What China’s business community is getting is a charm offensive.
“We have always regarded private enterprises and entrepreneurs as part of our own,” Mr. Xi said in March, repeating himself from 2018. The head of the National Development and Reform Commission, the country’s economic planning agency, held a series of meetings with business leaders, pledging support.
Then came the 31-point guidelines. Most Chinese businesspeople support the government and willingly follow what it says. Still, the comments from some entrepreneurs on state media read more like pledges of loyalty to the party than authentic expressions of confidence.
Pony Ma, chief executive and chairman of the social media and gaming giant Tencent, wrote, “The party’s central committee attaches great importance to the private economy and private enterprises and has always treated us as part of their own,” echoing Mr. Xi. He pledged to “adhere to our role as a ‘connector,’ ‘toolbox,’ and ‘assistant.”
Some entrepreneurs simply repeated a series of party pronouncements.
Li Shufu, founder of Geely, one of the world’s biggest automakers, said, “As a private entrepreneur, we must strengthen our confidence in development, further implement the ‘Eight-Eight Strategy,’ implement the ‘Sweet Potato Economy,’ take responsibility bravely, and carry forward the ‘Four Thousand Spirits.’” The jargon was all from Mr. Xi’s instructions on how to develop the economy of Zhejiang province, where Geely has its headquarters.
Lai Meisong, the chairman of ZTO Express, a delivery company listed on the New York Stock Exchange, said the guidelines made him “feel warm and inspired.” His company will remain grateful to the party and follow the party’s guidance, he said, echoing Mr. Xi, who said in March, “When private enterprises face difficulties, we provide support, and when they encounter confusion, we offer guidance.”

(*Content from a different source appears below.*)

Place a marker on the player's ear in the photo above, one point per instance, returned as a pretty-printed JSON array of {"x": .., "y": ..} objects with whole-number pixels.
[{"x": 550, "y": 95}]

Ben Qiu, a lawyer who practices law in Hong Kong and the United States, summed up the executives’ comments in a social media comment: “The emperor’s clothes look fabulous.” Some people noted that most of the 31 points were not new. One goal that attracted a lot of attention was to “actively and prudently carry out the work of developing party members” in the private sector. The guidelines asked entrepreneurs to be patriotic and to uphold the party’s leadership over the work of the private sector.
China’s private sector started developing in the 1990s when the government tried to separate the Communist Party from business. It was not an all righteous time by any means — there was a lot of corruption. But the government tried to stay out of the way of the companies. No matter how many supportive words the party offers now, it will be hard for the private sector to feel confident.
Mr. Sun, the Tsinghua sociologist, reposted in May a speech he gave in 2018: “Private enterprises don’t need support. They need a normal social environment” regulated by the rule of law.